Cluster C6 of G_{α = 0.2} consists of SRS teacher component and overall scores. It is identical to cluster C5 of G_I (Table 5). It overlaps slightly with cluster C4 of G_D (Table 6), which also includes other phenotypes such as ADOS communication & social, ADOS social affect, SRS-P awareness, and ABC irritability. The genes associated with C6 of G_{α = 0.2} are EPHB2, KSR2, CSMD1, SGCD, LINGO2, KIF16B. According to the SFARI gene scoring system (Abrahams et al., 2013), EPHB2, KSR2, and CSMD1 belong to category 3 (suggestive evidence for ASD). CSMD1 is also associated with cognitive function (Athanasiu et al., 2017). Copy number variants of LINGO2 have been found in ASD cases (Williams et al., 2019), and LINGO2 deletions have been reported in individuals with developmental delay, autistic behavior, and craniofacial abnormalities (Jansen et al., 2019). Bi-allelic variants in the KIF16B gene may be linked to autosomal recessive intellectual disability syndrome (Alsahli et al., 2018). We observe from the clustering results of G_D (Table 3), that its cluster C5 does not align with any of the clusters from the fused or indirect graphs. This cluster consists of some ADOS and ADI-R scores, ABC lethargy, and RBS sameness behavior phenotypes. The associated genes are ADGRL2 (a variant of which is linked to severe microcephaly; Vezain et al., 2018), XCL1 and SLC35F4.

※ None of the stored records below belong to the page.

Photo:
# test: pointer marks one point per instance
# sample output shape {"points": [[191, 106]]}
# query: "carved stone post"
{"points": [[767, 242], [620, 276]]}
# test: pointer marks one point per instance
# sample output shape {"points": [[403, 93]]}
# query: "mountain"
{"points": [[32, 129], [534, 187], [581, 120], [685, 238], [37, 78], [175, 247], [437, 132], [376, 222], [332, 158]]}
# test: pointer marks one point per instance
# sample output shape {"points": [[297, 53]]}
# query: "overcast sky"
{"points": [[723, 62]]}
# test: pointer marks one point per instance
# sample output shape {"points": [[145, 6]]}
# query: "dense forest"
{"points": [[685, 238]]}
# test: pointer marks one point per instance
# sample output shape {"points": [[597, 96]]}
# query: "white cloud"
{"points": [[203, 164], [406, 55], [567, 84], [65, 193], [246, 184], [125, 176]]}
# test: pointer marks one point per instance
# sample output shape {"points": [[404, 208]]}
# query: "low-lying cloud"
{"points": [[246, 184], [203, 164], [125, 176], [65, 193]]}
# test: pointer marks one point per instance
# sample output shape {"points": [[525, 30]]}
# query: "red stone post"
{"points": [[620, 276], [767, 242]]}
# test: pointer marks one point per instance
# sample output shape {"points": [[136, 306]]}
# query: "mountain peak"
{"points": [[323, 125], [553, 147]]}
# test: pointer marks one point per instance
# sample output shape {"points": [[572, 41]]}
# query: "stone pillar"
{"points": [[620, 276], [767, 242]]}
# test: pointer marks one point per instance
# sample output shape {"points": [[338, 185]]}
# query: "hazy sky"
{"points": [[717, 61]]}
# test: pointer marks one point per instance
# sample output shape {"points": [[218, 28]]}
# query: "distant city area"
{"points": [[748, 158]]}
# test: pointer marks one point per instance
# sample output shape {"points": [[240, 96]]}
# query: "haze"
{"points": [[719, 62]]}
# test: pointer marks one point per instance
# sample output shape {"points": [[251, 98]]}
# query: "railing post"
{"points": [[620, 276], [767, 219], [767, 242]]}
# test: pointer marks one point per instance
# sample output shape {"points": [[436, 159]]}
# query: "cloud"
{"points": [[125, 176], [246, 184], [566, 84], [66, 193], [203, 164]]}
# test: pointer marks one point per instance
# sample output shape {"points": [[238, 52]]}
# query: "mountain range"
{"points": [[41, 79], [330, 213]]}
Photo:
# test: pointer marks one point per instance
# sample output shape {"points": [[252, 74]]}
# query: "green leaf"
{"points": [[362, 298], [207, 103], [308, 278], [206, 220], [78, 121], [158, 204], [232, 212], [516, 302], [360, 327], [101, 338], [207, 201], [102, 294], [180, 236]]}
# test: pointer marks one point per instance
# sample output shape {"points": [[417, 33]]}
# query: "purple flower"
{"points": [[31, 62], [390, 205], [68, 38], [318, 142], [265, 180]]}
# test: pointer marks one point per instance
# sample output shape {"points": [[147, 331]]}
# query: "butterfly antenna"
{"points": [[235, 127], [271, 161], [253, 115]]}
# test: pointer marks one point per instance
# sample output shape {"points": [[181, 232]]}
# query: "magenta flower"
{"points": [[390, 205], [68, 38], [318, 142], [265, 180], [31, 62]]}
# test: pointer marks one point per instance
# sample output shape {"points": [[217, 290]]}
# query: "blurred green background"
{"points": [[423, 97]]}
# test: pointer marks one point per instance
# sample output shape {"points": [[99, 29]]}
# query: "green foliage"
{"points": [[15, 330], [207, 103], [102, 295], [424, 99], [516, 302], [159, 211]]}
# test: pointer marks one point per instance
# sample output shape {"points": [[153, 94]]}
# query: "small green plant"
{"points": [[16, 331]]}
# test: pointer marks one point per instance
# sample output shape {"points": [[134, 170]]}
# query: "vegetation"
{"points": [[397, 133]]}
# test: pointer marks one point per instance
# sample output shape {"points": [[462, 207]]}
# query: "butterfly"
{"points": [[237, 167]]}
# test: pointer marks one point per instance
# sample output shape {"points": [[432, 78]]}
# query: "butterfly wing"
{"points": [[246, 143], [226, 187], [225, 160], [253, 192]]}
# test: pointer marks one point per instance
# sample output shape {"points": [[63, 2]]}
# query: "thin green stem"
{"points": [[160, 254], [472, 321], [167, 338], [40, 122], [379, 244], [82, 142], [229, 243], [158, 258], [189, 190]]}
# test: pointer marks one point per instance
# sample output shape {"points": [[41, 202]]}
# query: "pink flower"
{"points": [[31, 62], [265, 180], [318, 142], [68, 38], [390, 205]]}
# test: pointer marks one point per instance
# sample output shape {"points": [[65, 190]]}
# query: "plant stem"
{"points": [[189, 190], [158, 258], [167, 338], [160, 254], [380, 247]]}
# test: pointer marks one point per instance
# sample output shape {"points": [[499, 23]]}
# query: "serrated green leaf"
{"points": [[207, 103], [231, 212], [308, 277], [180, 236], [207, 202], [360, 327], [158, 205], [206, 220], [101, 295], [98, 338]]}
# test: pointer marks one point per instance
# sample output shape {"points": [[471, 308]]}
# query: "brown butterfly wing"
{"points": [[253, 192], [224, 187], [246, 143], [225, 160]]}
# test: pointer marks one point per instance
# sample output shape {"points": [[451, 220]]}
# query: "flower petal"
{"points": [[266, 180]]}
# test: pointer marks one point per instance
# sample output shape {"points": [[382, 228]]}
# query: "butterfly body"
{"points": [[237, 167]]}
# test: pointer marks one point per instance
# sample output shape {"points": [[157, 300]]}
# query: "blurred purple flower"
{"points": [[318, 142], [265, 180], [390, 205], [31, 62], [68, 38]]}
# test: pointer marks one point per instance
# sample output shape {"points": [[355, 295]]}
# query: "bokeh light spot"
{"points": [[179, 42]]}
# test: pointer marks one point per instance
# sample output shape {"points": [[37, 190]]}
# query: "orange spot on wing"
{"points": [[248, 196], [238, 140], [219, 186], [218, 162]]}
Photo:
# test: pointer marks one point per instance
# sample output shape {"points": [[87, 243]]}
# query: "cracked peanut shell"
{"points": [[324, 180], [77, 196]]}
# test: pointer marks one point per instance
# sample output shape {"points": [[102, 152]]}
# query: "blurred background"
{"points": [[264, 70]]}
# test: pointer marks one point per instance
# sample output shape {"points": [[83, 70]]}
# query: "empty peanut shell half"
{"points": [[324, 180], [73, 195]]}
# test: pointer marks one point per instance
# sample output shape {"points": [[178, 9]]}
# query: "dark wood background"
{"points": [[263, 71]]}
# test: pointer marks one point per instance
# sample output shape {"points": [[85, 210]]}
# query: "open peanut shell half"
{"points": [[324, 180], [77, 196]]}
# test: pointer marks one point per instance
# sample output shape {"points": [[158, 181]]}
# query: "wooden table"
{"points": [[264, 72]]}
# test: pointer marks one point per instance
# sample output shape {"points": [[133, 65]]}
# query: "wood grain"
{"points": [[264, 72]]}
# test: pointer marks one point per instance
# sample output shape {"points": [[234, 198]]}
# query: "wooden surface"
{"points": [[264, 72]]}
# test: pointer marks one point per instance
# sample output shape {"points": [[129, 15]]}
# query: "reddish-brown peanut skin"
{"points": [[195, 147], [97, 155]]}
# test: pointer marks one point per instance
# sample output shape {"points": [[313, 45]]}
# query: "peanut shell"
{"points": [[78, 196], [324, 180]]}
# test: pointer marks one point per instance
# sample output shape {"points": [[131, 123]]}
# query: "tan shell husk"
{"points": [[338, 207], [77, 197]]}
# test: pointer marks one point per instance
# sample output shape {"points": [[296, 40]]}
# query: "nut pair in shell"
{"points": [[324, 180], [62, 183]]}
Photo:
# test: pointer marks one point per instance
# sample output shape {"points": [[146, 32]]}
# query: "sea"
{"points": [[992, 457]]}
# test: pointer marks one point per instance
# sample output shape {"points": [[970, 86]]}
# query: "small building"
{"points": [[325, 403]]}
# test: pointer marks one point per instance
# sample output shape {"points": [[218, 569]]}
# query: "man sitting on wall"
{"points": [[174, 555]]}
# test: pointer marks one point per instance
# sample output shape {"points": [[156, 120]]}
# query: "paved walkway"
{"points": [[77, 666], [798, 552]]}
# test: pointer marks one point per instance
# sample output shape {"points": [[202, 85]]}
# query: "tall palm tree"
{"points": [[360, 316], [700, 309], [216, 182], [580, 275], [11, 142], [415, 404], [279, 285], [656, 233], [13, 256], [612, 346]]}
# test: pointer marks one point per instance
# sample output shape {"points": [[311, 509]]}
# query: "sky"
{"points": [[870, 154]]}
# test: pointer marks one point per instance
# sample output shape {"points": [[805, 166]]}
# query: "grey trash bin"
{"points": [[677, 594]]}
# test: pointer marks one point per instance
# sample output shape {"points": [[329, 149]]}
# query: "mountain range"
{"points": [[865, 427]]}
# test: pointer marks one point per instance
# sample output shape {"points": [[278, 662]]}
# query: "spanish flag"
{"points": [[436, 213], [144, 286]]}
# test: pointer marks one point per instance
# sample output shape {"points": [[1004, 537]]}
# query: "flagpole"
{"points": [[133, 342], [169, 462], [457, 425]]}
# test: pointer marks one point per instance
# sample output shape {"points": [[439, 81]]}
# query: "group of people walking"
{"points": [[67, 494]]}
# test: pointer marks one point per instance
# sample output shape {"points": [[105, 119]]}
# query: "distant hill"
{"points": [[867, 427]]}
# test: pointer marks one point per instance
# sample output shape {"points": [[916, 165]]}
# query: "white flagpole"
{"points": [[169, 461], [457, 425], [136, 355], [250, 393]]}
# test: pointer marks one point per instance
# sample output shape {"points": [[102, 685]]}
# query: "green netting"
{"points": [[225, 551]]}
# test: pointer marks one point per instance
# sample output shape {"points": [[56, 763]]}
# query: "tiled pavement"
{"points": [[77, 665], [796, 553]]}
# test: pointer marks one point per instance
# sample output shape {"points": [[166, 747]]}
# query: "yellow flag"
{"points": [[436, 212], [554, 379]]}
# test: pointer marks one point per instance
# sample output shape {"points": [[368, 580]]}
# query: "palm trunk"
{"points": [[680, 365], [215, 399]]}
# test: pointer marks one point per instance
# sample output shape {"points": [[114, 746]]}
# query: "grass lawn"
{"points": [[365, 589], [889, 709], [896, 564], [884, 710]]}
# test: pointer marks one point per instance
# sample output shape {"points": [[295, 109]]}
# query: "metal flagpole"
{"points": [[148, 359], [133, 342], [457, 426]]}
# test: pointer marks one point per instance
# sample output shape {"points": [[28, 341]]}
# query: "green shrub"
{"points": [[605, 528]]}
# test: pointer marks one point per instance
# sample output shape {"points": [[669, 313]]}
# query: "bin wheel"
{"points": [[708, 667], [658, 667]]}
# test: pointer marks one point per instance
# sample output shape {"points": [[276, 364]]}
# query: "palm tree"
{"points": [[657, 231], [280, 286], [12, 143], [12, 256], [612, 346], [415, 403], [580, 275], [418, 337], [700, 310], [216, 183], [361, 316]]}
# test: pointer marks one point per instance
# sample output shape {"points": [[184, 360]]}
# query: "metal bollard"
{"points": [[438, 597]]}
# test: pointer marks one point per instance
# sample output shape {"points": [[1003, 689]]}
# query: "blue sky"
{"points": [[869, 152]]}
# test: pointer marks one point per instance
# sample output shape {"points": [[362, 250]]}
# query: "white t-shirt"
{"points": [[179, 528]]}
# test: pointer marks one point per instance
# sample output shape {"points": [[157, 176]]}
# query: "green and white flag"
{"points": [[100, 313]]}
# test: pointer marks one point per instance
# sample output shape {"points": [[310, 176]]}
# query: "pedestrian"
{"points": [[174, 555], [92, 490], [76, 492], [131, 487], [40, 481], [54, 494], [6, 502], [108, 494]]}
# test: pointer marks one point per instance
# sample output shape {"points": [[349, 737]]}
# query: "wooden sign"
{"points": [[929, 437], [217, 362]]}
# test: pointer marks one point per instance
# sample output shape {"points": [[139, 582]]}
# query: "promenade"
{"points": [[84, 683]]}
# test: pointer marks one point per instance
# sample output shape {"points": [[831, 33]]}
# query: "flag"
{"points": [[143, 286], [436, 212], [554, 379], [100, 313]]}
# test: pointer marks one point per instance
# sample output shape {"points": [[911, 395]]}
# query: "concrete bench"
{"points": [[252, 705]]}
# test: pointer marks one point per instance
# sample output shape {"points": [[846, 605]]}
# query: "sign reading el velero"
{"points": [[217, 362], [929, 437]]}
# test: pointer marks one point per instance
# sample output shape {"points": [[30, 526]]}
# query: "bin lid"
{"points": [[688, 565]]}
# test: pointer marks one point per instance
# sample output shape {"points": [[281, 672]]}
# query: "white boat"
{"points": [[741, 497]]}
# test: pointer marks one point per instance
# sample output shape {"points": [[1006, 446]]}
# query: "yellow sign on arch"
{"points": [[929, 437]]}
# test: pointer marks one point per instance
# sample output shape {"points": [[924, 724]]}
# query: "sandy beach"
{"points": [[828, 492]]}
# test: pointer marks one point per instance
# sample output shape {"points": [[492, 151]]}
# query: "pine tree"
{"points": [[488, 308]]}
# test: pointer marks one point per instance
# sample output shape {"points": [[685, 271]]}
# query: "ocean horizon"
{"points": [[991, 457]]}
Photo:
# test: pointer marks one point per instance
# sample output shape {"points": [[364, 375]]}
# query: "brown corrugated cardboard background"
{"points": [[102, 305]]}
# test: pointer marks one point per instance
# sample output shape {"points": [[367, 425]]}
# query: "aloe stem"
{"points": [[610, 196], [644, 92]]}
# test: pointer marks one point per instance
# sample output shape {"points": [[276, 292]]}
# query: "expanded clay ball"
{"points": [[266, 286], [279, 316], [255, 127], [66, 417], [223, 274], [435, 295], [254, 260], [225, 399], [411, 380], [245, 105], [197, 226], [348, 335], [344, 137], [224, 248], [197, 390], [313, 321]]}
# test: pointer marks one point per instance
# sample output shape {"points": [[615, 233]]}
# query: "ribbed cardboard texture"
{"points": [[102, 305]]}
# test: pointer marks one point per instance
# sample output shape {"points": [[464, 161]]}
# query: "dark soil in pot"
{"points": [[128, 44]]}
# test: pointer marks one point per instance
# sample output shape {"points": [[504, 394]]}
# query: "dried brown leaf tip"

The prior work had identified seven (not eight as mentioned) genes with strong previous evidence of association to ASD, as well as 14 genes with weaker previous evidence of links to ASD and other related conditions, based on the literature review presented. Most of these genes are identified in Tables 4–6 other than CACNG4, KRT26, NHEJ1, and TNIK. Upon further investigation of the genes that were deemed to have strong ASD association evidence, we now clarify that genes XCL1, SEMA3E, and SPATA13 are possibly linked to ASD (not strongly associated as previously suggested). The previously stated strong association genes (DIAPH1 and RARB) as well as ST3GAL3, SGCD, and TENM4 have no known verifiable link to ASD but may be associated with related conditions. EPHB2 has suggestive evidence (not strong) for ASD, according to SFARI gene scoring system (Abrahams et al., 2013).

5. Conclusion

This paper presented a holistic PheWAS-inspired method to identify meaningful associations between ASD phenotypes and genotypes. We generated p-p graphs utilizing genotype data by fusing direct and indirect graphs based on a weighting parameter α. We compared the outcome to the direct and indirect approaches. The rigorous biological analysis approach taken in this work highlights 28 genes associated with the fused graph clustering results, of which six genes (DCC, RNF38, LRBA, EPHB2, CSMD1, and KSR2) are also identified in the SFARI gene scoring system. The indirect graph also contains these six genes, though the ordering of the phenotype clusters and total genes differ slightly. The direct graph clustering results have five of these genes reflected in the outcomes. Due to the limited ASD simplex sample analyzed, the generalizability of current findings is limited, and we do not present a classification system that fully explains the heterogeneity of ASD. However, our study contains several useful and novel results. First, while ASD is typically diagnosed based on behavioral assessments, this research provides evidence of the utility of including genotype markers in diagnosis. Second, we provide a methodology for identifying meaningful phenotype-phenotype associations, particularly those of clinical importance based on shared underlying genetic etiology. Third, the utility of the methodology of combining genotype and phenotype information is proved empirically by fact that our direct implementation did not discover all the genes that were discovered by incorporating genetic information, including one that the SFARI gene database indicates has suggestive evidence of association with ASD. Fourth, we are able to provide evidence of association that correlates with evidence in the SFARI gene database, strengthening current knowledge. Last, the overall closeness between our results and previously known categorizations helps to both validate existing knowledge and to suggest a path to discovering new genotype-phenotype associations. Future research should include replication with different and larger sample sizes.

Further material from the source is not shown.